Harvard Medical School researchers at Massachusetts General Hospital have identified a surprising new role for macrophages, the white blood cells primarily known for removing pathogens, cellular debris and other unwanted materials from the body. In a paper published in Cell on April 20, they describe their discovery of how macrophages are also essential for the healthy functioning of the heart by helping conduct the electric signals that coordinate the heartbeat.
“Our finding that a new cell type is involved in cardiac conduction may lead to better understanding of normal heart function. What really surprised me was that macrophages can depolarize—change their electric charge—when coupled to a heart muscle cell. Down the line, this work on the role of macrophages in conduction may lead to new treatments for cardiac arrhythmias,” said corresponding author Matthias Nahrendorf, HMS associate professor of radiology at Mass General.
Best known for their role in the immune system, macrophages are primarily responsible for engulfing and digesting microbes, damaged cells and foreign substances. They are found in tissues throughout the body and have recently been shown to have additional functions related to the tissues where they reside. While macrophages are required for healing damaged tissues in the heart, their presence within healthy heart muscle suggests a role in normal heart function. Nahrendorf’s study was designed to investigate their potential role in transmitting and coordinating the electrical signals that stimulate heart muscle contraction.
Initial experiments in mice revealed that cardiac macrophages are more abundant in the atrioventicular (AV) node—a key structure connecting the atria (upper chambers) to the ventricles (lower chambers)—which coordinates contraction timing for the upper and lower chambers. Similarly high concentrations of macrophages were found in AV nodes from human autopsy samples. Subsequent animal experiments found that macrophages connect to heart muscle cells via gap junctions—pore-like structures known to coordinate heart muscle contractions—and that the shifts in electric charge that carry the conduction signal are synchronized between macrophages and adjacent heart muscle cells called myocytes.
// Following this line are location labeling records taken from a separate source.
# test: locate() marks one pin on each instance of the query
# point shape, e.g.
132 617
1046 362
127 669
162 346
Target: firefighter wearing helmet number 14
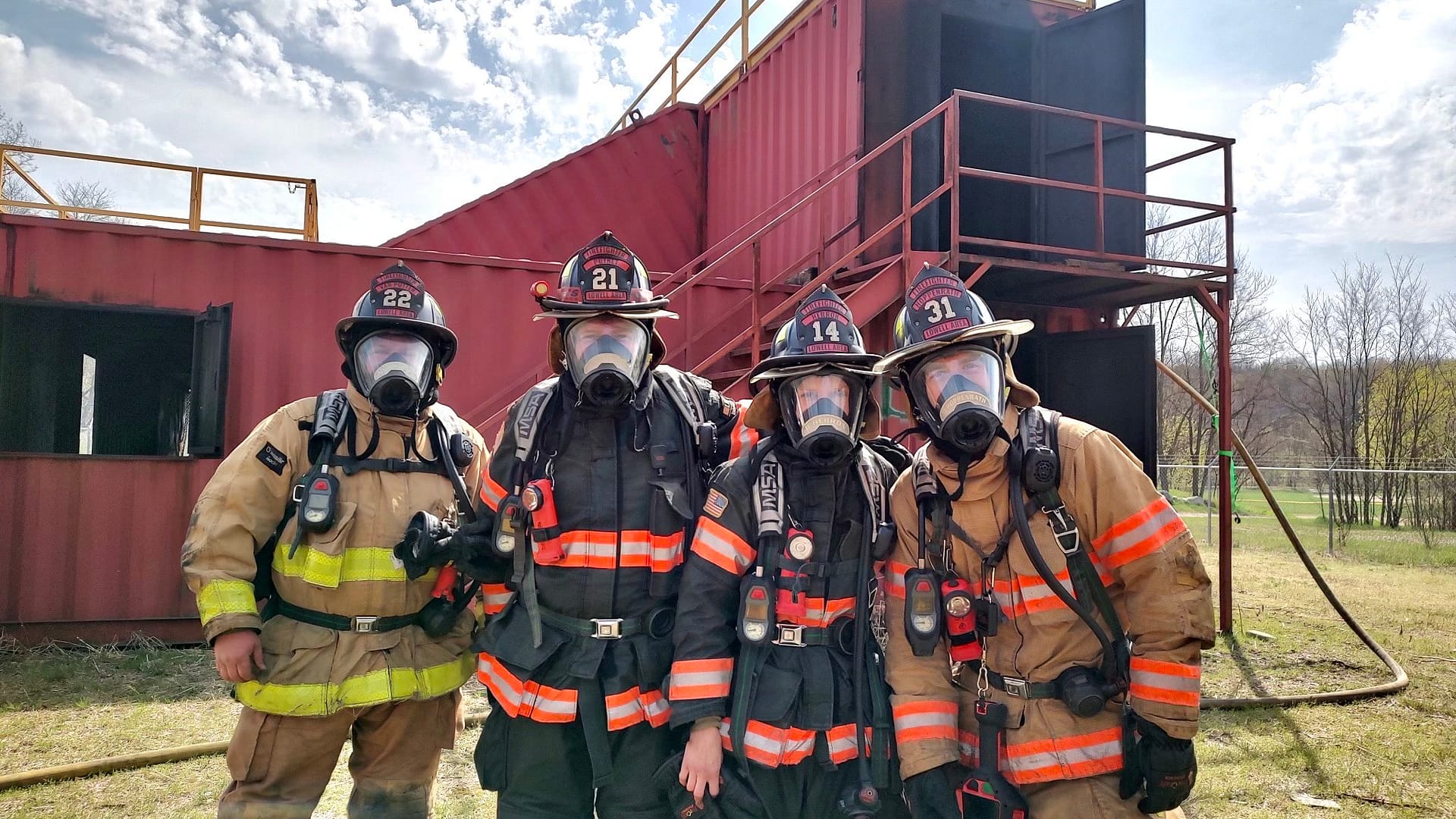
775 668
585 510
347 646
1047 605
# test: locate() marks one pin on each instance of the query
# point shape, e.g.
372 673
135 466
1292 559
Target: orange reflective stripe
1139 535
721 547
503 684
1065 757
491 493
896 579
928 719
495 596
632 706
772 746
632 548
701 679
743 435
1159 681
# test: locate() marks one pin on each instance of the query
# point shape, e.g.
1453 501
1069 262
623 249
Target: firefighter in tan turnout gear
306 513
1047 605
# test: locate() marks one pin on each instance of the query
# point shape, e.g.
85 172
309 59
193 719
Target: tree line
1360 375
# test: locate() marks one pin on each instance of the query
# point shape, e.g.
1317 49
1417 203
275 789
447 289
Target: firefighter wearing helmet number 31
588 502
1047 605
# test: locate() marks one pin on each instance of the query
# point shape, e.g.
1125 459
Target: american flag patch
715 504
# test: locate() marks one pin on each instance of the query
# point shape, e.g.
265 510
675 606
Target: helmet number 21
604 279
832 331
940 309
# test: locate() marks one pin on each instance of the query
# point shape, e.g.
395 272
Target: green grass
1389 757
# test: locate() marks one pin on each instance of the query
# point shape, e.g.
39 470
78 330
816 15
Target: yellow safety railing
194 218
748 55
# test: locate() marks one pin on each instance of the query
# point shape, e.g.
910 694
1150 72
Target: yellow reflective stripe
226 596
373 689
319 569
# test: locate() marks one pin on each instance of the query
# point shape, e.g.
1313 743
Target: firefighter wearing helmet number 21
1047 607
590 499
341 651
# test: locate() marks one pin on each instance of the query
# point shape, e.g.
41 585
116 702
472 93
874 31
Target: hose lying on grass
142 760
1348 695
Mice lacking a key, gap-junction protein showed an abnormal slowing of signal conduction through the AV node, and a complete depletion of tissue macrophages led to the development of AV block—a delay in conduction between the atria and ventricles that, in human patients, requires pacemaker implantation. Overall, the findings suggest that cardiac macrophages are essential participants in the cardiac conduction system and that changes in their numbers or properties may contribute to heart rhythm abnormalities.
Nahrendorf and his colleagues are continuing to explore the role of macrophages in both the healthy heart and in common disorders of signal conduction. He adds that the cells’ natural propensity to surround and take up materials for disposal could be used to induce macrophages to ingest drugs carried on nanoparticles.
They study was supported by the National Institutes of Health (grants NS084863, HL128264, HL114477, HL117829, HL092577, HL105780 and HL096576). Mass General has filed a patent application covering the work described in this paper.